The YA Downton Abbey
Tuesday, February 28, 2012
I think it started on Twitter. Someone mentioned Downton Abbey. And then I kept seeing mentions and comments on Facebook and then it entered dinner conversation. It seemed every person I knew was becoming more obsessed with Downton Abbey.
It took me about a year to catch up, and I’m still not quite there yet, being only in the middle of Season One, but I finally watched the show. And I got it. Man did I. The writing, the scenery, the clothes. Ohmygod, the clothes. I love this show.
And yet something about it seemed oddly familiar. Especially the clothes, and then I realized I’d been reading a series set in this time period for years, the Betsy-Tacy Series by Maud Hart Lovelace. If you like Downton Abbey, you may also like Betsy Tacy. If you are a writer, you will love Betsy.

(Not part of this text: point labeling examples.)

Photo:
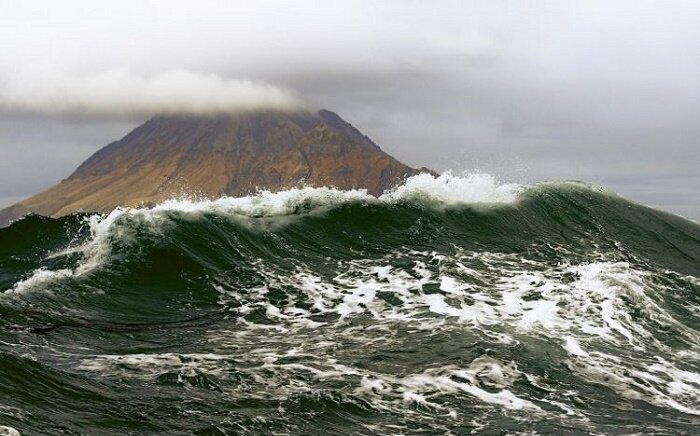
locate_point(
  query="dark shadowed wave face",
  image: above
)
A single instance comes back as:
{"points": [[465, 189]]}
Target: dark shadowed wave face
{"points": [[450, 305]]}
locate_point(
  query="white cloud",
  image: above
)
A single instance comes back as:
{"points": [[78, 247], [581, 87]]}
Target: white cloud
{"points": [[120, 92]]}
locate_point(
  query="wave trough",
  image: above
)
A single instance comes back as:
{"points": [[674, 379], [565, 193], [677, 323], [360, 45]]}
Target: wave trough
{"points": [[452, 304]]}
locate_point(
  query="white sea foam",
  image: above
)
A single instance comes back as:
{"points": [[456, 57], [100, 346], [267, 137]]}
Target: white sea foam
{"points": [[8, 431]]}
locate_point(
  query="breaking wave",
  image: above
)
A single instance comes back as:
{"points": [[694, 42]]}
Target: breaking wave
{"points": [[452, 304]]}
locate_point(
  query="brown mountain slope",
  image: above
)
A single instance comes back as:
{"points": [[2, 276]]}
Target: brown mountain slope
{"points": [[232, 154]]}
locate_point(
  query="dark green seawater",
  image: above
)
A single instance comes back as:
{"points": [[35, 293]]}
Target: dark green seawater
{"points": [[454, 309]]}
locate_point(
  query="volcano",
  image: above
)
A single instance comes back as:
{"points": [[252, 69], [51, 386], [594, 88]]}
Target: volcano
{"points": [[219, 155]]}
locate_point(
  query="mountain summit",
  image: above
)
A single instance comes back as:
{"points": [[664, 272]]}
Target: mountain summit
{"points": [[215, 155]]}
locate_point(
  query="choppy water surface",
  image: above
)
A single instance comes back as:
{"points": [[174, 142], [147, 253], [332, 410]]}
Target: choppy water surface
{"points": [[450, 306]]}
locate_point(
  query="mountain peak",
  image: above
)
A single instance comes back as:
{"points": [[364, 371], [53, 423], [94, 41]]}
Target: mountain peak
{"points": [[220, 154]]}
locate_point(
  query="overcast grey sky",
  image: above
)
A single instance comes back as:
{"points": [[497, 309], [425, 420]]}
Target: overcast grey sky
{"points": [[603, 91]]}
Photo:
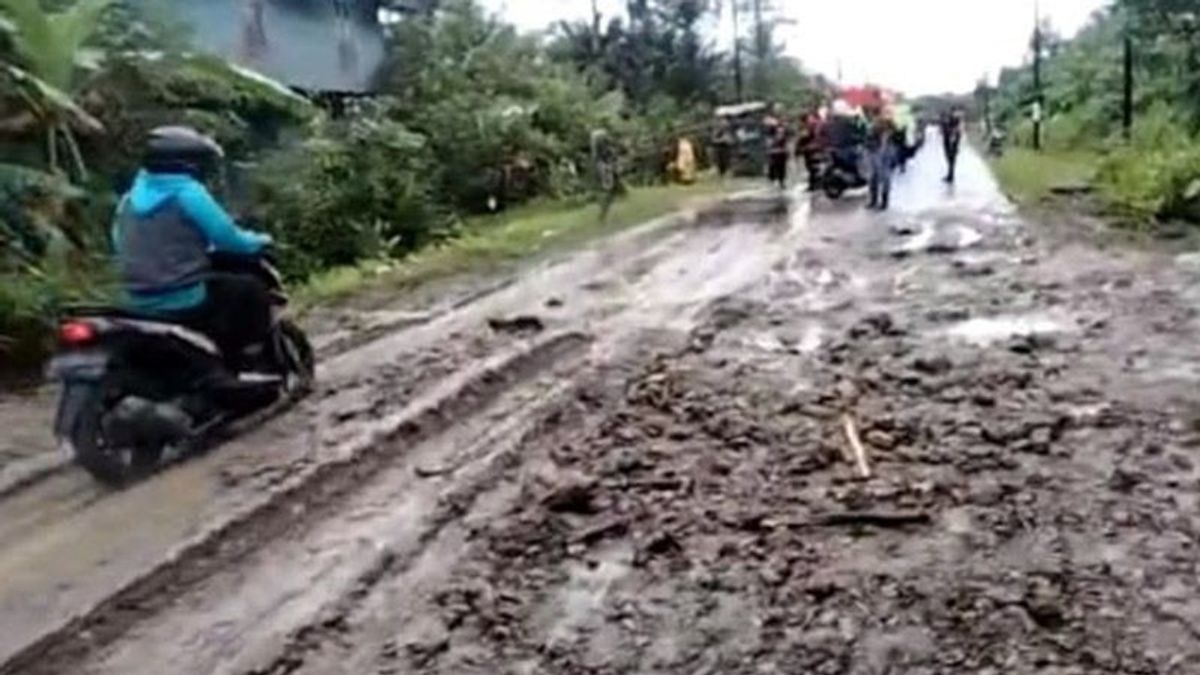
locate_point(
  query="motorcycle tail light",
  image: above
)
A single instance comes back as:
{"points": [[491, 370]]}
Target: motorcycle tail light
{"points": [[77, 333]]}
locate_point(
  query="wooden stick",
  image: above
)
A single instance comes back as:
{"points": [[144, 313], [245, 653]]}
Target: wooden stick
{"points": [[876, 518], [856, 443]]}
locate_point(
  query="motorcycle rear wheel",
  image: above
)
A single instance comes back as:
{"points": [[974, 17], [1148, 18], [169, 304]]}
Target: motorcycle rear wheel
{"points": [[299, 359], [94, 452]]}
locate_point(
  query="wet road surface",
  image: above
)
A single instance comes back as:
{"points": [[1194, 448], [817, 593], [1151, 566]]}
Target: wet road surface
{"points": [[635, 459]]}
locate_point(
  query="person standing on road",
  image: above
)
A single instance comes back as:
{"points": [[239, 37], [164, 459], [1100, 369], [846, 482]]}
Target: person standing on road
{"points": [[952, 138], [881, 148], [607, 175], [809, 148], [777, 150], [724, 137]]}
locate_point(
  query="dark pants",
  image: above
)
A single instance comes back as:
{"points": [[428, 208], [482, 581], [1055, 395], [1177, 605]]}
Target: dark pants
{"points": [[724, 159], [882, 163], [813, 166], [237, 314], [952, 159], [777, 168]]}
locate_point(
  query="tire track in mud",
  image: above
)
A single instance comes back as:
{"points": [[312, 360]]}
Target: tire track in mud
{"points": [[64, 650], [334, 621]]}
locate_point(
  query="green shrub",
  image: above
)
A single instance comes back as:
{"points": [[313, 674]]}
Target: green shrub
{"points": [[1157, 175], [355, 191]]}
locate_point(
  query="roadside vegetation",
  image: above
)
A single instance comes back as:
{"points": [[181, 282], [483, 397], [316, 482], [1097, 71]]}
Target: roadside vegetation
{"points": [[473, 120], [489, 243], [1153, 173]]}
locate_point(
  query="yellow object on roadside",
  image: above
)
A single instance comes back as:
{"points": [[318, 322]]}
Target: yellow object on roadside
{"points": [[685, 162]]}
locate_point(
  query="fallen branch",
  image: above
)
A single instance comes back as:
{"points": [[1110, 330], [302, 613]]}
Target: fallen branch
{"points": [[856, 444], [876, 518], [433, 471]]}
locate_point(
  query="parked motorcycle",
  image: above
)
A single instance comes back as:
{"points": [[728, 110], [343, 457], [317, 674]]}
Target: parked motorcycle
{"points": [[843, 172], [135, 387], [996, 139]]}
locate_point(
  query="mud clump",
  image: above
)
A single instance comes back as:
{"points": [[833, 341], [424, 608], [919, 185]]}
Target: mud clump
{"points": [[707, 523], [516, 324]]}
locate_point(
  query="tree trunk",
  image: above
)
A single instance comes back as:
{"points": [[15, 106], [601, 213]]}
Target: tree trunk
{"points": [[52, 148], [79, 166]]}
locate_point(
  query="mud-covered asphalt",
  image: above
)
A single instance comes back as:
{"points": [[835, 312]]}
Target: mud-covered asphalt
{"points": [[641, 458]]}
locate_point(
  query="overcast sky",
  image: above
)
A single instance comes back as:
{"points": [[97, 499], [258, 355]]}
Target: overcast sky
{"points": [[899, 43]]}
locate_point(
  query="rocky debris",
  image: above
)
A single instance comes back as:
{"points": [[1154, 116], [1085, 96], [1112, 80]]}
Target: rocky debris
{"points": [[516, 324]]}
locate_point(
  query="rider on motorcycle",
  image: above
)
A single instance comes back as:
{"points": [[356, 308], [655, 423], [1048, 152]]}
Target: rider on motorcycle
{"points": [[165, 233]]}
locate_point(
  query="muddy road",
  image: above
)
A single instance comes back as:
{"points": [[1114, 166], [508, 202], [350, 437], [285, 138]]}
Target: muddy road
{"points": [[777, 436]]}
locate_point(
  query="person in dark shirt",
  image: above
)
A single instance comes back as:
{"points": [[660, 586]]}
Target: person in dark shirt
{"points": [[724, 137], [881, 149], [777, 150], [952, 138], [809, 148]]}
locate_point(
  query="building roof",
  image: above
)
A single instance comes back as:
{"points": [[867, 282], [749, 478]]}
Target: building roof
{"points": [[300, 42]]}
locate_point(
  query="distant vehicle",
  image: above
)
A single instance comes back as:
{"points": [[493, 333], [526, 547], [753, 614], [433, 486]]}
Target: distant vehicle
{"points": [[135, 386], [749, 131]]}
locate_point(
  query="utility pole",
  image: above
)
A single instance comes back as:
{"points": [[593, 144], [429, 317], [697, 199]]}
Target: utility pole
{"points": [[1038, 100], [737, 52], [1127, 102], [595, 30]]}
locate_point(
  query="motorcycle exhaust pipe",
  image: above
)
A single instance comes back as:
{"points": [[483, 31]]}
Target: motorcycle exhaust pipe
{"points": [[138, 422]]}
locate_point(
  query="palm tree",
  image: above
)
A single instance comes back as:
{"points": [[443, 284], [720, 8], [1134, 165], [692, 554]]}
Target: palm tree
{"points": [[48, 47]]}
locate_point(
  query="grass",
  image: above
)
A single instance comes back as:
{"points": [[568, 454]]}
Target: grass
{"points": [[1027, 177], [489, 243]]}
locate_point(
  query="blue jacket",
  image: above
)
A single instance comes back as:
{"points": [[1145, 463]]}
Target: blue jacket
{"points": [[165, 230]]}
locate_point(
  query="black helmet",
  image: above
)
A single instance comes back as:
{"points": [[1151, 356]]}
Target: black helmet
{"points": [[181, 149]]}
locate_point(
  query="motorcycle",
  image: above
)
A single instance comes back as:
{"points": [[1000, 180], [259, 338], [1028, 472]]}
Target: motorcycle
{"points": [[996, 139], [135, 387], [843, 172]]}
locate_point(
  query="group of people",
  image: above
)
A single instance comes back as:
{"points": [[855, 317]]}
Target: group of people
{"points": [[873, 142]]}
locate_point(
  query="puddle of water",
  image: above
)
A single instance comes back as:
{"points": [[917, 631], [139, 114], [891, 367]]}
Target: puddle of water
{"points": [[987, 330], [940, 238], [581, 599]]}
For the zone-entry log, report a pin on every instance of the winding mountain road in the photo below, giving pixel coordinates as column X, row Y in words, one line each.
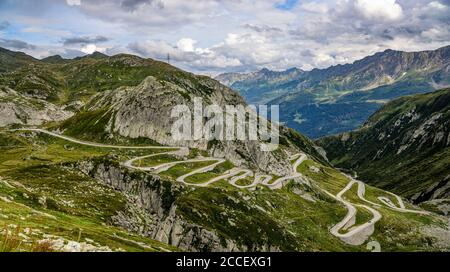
column 344, row 230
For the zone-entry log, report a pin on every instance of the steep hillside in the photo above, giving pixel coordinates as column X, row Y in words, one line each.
column 340, row 98
column 10, row 60
column 111, row 177
column 404, row 147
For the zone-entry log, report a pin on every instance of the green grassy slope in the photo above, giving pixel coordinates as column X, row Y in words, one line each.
column 401, row 147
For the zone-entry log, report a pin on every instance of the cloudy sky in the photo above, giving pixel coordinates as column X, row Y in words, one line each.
column 211, row 36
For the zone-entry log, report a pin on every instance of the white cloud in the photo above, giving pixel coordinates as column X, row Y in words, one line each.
column 437, row 5
column 73, row 2
column 91, row 48
column 379, row 9
column 186, row 45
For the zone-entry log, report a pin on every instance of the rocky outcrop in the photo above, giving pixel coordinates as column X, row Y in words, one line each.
column 145, row 110
column 18, row 109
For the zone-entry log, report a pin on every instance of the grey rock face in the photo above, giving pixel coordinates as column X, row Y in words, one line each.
column 152, row 211
column 145, row 110
column 18, row 109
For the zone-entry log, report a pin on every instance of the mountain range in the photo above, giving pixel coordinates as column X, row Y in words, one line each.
column 408, row 139
column 88, row 164
column 328, row 101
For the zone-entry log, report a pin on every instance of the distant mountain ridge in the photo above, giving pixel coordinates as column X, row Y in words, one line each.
column 322, row 102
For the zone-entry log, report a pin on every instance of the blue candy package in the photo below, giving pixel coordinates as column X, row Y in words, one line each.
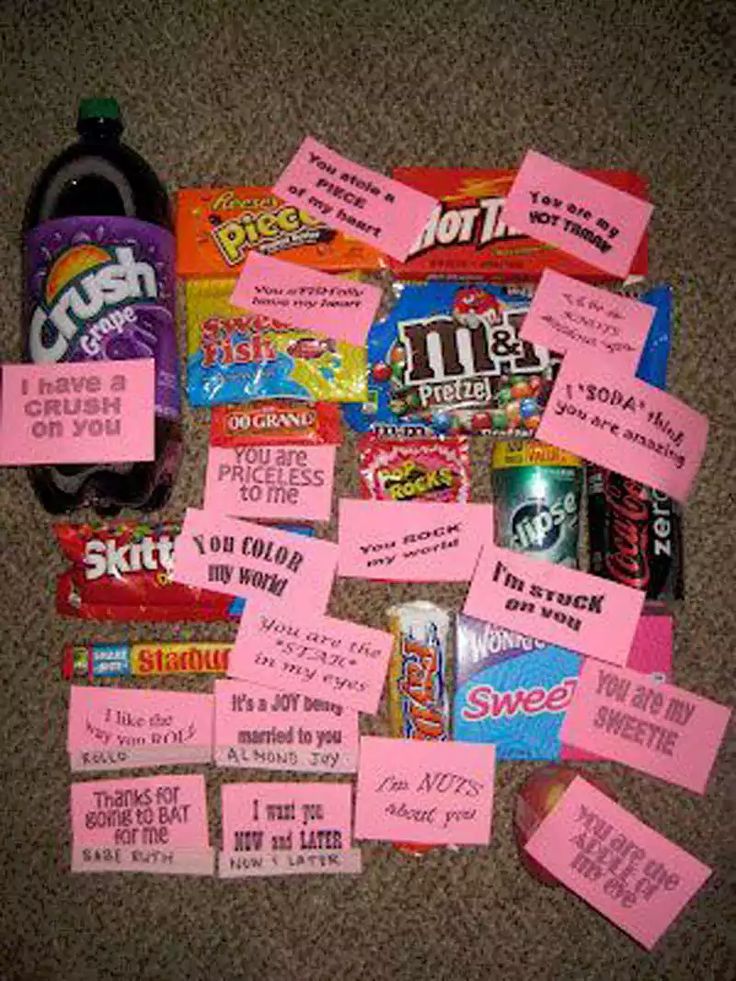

The books are a semi-autobiographical account of Maud’s (Betsy’s) life growing up in Mankato Minnesota at the turn of the century. The first four books are charming and for a younger audience, but as soon as she hits high school, the series gets really good. Maud describes the clothes and the music and life in the Middle West so beautifully and un-self-consciously, you feel you are a part of Betsy’s crowd going to the moving picture show, singing around a piano and seeing your first automobile.
When Betsy goes abroad her junior year of college in “Betsy and the Great World,” she brings Europe at the brink of WWI alive. In fact, the book served as a travel guide for me when I went to Venice, Munich and Paris.
So is this book truly the young adult Downton Abbey? Not really. The time period is the same, but Betsy offers an American middle class view, whereas Downton Abbey is a British aristocratic or servant class view.
But for fans of truly great historical fiction, I highly recommend Betsy-Tacy. Tear through the first few, just to get a sense of the characters, then dive into the high school world. Other famous fans of the book include Judy Blume, Meg Cabot, and Bette Midler. Betsy even gets an obscure reference in the Meg Ryder movie- You’ve Got Mail.